In January 2015, President Obama announced the launch of the “Precision Medicine Initiative”, proclaiming it to usher in “a new era of medicine that makes sure new jobs and new industries and new lifesaving treatments for diseases are created right here in the United States.” In addition, he remarked that the promise of this initiative laid in “delivering the right treatments, at the right time, every time to the right person”. This initiative, with bipartisan support in the Congress, provided a total of $215 million investment in 2016 for the NIH, along with the FDA and the Office of the National Coordinator for Health Information Technology (ONC), with a large portion of the money ($70 million) awarded to NCI to “scale up efforts to identify genomic drivers in cancer and apply that knowledge in the development of more effective approaches to cancer treatment”. The initiative doesn’t stop at the genome level, as Dr. Francis Collins, Director of the NIH, pointed out in an interview with PBS News Hour, and is meant to provide information about environmental exposures, lifestyle choices and habits and pretty much everything that can affect one’s health. Given the mass of information that will be generated (the initiative aims to enlist 1 million volunteers for its cohort), it is no surprise that patient privacy issues, as well as database infrastructure, are major concerns in this mammoth undertaking.
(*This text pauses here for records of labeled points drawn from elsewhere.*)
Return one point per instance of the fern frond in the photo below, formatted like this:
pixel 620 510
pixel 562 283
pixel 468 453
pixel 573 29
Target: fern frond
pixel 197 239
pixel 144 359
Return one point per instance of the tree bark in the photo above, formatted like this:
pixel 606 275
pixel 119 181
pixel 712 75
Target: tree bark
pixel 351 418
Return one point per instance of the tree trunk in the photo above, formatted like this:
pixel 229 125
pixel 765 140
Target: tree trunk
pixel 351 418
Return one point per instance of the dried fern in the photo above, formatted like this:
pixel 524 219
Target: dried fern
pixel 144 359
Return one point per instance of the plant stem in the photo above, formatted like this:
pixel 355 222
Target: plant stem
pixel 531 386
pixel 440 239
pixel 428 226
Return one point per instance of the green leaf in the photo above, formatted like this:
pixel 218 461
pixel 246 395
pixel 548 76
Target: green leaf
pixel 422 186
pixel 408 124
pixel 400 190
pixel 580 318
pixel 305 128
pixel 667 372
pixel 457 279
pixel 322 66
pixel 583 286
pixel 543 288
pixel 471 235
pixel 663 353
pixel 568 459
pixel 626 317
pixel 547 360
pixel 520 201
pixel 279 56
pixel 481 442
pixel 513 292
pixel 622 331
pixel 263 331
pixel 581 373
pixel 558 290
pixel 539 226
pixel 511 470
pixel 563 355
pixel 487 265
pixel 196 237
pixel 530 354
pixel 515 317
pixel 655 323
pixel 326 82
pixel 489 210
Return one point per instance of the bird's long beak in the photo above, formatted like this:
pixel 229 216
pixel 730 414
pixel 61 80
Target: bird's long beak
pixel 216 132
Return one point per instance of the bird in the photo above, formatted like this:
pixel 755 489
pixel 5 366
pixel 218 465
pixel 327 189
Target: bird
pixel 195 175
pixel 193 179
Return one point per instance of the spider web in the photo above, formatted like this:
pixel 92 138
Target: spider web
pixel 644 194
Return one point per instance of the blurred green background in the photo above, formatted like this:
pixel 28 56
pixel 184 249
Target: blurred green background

In addition to this initiative, the US government also launched its “Cancer Moonshot Program” a year later in January 2016. This program, under the leadership of Vice President Joe Biden, and with the help of an expert panel, the “Cancer Moonshot Task Force”, aims to “make more therapies available to more patients, while also improving our ability to prevent cancer and detect it at an early stage.” Since cancer is widely accepted to be a genetic disease, it seems fitting to serve as the poster child for an initiative that aims to cure and prevent diseases based on tailoring therapy for an individual using personal genetic information.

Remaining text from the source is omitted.